So I teach MIT undergraduates who generally all know, even the ones, programming isn't
required as a course, but everyone in my experience knows how to program basically in my
writing classes where I'm teaching, and then I teach graduate students in comparative media
studies. And some people, they include people who have computer science bachelor's degrees,
but there are also people who have no background in programming who have interest in media
and expertise and background of various sorts, but it doesn't include working with code.

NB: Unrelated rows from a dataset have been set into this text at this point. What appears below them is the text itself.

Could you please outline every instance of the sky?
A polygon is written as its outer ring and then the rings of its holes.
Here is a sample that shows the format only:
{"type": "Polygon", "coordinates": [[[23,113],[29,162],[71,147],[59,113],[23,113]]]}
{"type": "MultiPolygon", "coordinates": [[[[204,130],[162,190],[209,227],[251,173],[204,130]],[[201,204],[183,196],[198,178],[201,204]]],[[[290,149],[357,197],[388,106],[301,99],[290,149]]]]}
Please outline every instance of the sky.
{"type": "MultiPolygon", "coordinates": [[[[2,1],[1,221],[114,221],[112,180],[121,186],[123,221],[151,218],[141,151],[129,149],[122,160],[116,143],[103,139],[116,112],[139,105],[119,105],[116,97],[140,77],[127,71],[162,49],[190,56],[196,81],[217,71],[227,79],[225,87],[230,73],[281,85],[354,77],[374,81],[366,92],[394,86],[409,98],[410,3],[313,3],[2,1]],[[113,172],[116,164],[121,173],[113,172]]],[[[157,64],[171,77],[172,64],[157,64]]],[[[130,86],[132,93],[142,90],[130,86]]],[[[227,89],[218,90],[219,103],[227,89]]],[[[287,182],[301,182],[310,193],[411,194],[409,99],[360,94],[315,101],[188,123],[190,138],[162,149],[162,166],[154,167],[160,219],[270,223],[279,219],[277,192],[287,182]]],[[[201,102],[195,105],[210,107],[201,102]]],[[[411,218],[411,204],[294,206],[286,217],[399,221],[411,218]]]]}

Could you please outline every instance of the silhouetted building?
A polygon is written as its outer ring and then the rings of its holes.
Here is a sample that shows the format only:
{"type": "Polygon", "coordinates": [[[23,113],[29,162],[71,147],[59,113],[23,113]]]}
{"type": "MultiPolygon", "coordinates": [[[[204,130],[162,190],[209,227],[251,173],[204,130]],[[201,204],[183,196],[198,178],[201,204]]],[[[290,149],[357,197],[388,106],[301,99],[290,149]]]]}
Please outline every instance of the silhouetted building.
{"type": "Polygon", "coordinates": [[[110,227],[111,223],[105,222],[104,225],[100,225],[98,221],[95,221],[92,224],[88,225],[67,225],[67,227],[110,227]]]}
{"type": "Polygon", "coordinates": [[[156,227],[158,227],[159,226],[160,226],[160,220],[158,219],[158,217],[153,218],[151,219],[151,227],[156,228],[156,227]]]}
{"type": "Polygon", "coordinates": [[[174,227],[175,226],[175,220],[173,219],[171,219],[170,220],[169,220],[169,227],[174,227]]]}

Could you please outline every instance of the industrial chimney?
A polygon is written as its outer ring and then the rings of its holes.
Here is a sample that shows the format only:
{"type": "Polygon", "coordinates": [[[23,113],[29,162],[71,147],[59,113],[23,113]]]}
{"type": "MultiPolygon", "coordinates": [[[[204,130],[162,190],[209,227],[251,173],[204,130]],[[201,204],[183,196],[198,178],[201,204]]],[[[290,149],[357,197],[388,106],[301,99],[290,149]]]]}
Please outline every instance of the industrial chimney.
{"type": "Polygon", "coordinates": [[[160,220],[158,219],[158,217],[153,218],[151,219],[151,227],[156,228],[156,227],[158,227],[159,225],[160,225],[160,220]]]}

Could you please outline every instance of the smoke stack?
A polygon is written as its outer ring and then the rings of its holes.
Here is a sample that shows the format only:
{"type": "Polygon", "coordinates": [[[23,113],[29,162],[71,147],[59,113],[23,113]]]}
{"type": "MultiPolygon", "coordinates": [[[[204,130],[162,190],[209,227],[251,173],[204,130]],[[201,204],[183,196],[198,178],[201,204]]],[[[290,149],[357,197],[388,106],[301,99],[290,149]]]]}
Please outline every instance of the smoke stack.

>>: It seems also as if society has shifted, I mean, Minecraft has taken off the system
specifically for the world building, that the closest I can define modern to what it felt like in the
early 80s with code; it’s hearing these kids talk about Minecraft and in their world and setting
up their water systems and it’s exact same fielding and like the other person said, they’re not
thinking about this in terms of code but it’s exact same internal flame, right, but they're just
advanced.
>>: A couple of thoughts. I'm seeing a connection between what you said at several points
through the talk, and Bill Rosen’s, The Most Powerful Idea in the World, are you familiar with
that book? It's about the history of steam power?
>> Nick Montfort: Okay. I’m not.
>>: What's interesting about that, it's kind of a weird connection, maybe, but what becomes
clear is the incrementalism of a very important end result, right, which was the steam engine,
and the steam locomotive, but he traces it back hundreds of years in multiple countries, all
these innovations that had to happen to result in that. And that I see is the same thing like the
way the Commodore 64 works, right? There's influences from punch cards and there's
influences from five or six models of computers Commodore itself made, and that all results in
the final product.
>> Nick Montfort: Yes. This program runs on the [inaudible], runs on the VIC-20, unaltered,
yes.
>>: So anyway, that was one thing. The other thing is that I have two boys, almost ten and
almost 13, and I initially thought that they just wouldn't care at all about my whole history with
Commodores because you know, they've grown up in a very PC centric world, and it's a very
rich world, right, and they're very into things like Minecraft and there's a lot to learn there for
them and a lot of richness; and I was really surprised that they actually have been really
interested. We've got really involved in the retro Commodore scene here locally. And there's
something about these older computers that if kids get exposed to them, they really are
interested in them, and I’m trying to tease out what that is, and part of it seems to be that you
can get closer to the bare metal with them. You can actually, it's kind of like owning an older
car, you can actually understand everything about how it works versus computers now, which it
almost seems like it's nondeterministic because it's so complex you can't really figure out
what's going on. So I don’t know. Just throwing out some thoughts.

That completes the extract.